せこくドラゴンの隙を突いて逃げるのも悪くないが思いっ切り当たるのが勇者。
アプリンには分からないんだろうな。
「さあ急げ! 」
三人は暴言カードのみでドラゴンに立ち向かうことを決意した。
だが果たしてドラゴンに通じるだろうか?
せめて伝説のドラゴンソードでもあれば別だがこの世界には存在しないだろうな。
俺たちは言葉の暴力でここまで来た。だから今更戦い方変えない。変えられない。
ああやっぱりエクセルがいないと不安で仕方がない。
パックの暴走も俺のワガママもアプリンの相手にも不可欠なエクセル。
どこ行ったんだよエクセル。今妖精さんの力が必要なんだ。
どうか俺たちを導いてくれ!
「エクセル! エクセル! 」
もはや叫ばざるを得ない。
情けないことにまだエクセルに頼ろうとしている。
ギャア
ギャア
翼を広げ突撃態勢に入ろうとするドラゴン。
鳴き声がうるさくて他の音が聞こえない。
「いやあ! お願い! 」
橋の奥から悲鳴がする。
これはまさかドラゴンにロックオンされてる者がいるのか?
まさかそれは……
「アプリン? 」
「急ぎましょう。

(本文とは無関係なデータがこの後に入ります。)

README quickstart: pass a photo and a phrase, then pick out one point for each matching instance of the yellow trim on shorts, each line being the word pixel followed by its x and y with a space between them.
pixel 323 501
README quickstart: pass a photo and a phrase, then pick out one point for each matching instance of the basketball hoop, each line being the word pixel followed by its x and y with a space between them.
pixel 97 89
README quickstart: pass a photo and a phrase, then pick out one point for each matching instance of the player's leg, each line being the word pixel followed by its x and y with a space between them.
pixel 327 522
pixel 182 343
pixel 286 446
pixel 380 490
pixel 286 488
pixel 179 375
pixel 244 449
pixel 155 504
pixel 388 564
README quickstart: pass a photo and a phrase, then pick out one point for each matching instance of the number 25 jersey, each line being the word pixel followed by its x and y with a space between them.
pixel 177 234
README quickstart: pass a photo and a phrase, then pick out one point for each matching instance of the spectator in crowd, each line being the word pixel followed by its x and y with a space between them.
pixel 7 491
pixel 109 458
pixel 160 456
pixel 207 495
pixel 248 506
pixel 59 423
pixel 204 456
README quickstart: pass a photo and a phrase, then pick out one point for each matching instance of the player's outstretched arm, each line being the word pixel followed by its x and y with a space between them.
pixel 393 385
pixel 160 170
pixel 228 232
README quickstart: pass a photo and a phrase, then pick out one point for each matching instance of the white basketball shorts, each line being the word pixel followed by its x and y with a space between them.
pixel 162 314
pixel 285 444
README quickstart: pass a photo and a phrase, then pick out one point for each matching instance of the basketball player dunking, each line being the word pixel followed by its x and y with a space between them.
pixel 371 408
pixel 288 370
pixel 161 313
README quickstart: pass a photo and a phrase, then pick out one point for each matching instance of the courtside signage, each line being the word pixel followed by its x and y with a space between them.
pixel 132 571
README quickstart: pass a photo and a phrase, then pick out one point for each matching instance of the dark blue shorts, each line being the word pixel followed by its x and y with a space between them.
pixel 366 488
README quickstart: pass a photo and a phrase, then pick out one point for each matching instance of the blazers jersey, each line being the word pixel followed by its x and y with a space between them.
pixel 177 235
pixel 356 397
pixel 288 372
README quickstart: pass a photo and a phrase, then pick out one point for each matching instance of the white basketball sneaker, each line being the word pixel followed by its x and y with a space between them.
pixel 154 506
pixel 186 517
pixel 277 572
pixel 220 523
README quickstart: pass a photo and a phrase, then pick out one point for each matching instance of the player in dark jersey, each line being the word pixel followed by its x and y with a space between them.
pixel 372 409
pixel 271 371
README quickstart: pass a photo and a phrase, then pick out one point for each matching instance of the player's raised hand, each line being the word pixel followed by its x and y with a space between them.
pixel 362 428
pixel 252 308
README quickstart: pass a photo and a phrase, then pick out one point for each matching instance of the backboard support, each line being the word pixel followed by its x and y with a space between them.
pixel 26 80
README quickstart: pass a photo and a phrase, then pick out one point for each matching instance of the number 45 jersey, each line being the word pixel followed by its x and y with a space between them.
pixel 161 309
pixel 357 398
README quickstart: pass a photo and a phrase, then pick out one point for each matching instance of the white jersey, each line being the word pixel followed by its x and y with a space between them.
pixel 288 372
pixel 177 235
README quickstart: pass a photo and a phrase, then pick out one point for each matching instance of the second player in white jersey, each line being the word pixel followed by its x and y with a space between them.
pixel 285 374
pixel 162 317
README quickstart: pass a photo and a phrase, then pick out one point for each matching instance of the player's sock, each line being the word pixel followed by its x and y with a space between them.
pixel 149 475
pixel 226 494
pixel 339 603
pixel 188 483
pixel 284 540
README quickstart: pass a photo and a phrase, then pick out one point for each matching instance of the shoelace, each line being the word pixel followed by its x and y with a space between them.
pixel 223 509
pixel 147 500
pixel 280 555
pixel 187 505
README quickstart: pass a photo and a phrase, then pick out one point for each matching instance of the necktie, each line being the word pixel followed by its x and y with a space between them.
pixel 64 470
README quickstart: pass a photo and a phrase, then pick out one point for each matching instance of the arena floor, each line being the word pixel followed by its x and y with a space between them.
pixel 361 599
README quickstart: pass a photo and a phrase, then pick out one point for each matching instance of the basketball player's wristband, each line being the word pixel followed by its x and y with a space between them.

いざとなったらハックが食い止めてくれるでしょう」
アプリンは無茶を言う。奴が本気にしたらどうするつもりだ。
ドラゴンは翼を広げ第三世界へ逃げる者を恐怖に陥れその様を楽しんでいる。
そう見えるだけでただの狩りの仕方なのだろうな。だが残酷さは消えやしない。
「あそこに人影が! 」
ハックは元盗賊だけあって目がいい。俺にはちっとも見えないが。
「七人は居る。まさか奴らは流浪の民? 」
ハックはついに仲間を見つけたらしい。
それは同時にアンを見つけたことになる。
見つけたはいいが絶体絶命のピンチ。
嬉しいんだか悲しいんだか。
もちろんこの危機から切り抜ければ目的は果たせるので大ラッキー。
だがドラゴンを攻略して黙らせなければ俺たちの身さえ危ない。
「早く逃げろ! ドラゴンが迫ってるぞ! 」
声の限り叫び続けるハック。
「第三世界へ逃げれば追えはしない! 急げ! 急ぐんだ! 」
恐らくドラゴンはこの世界の番人で勝手に抜ければ罰が下ることになるだろう。
異人集団である流浪の民をドラゴンは決して見逃してはくれない。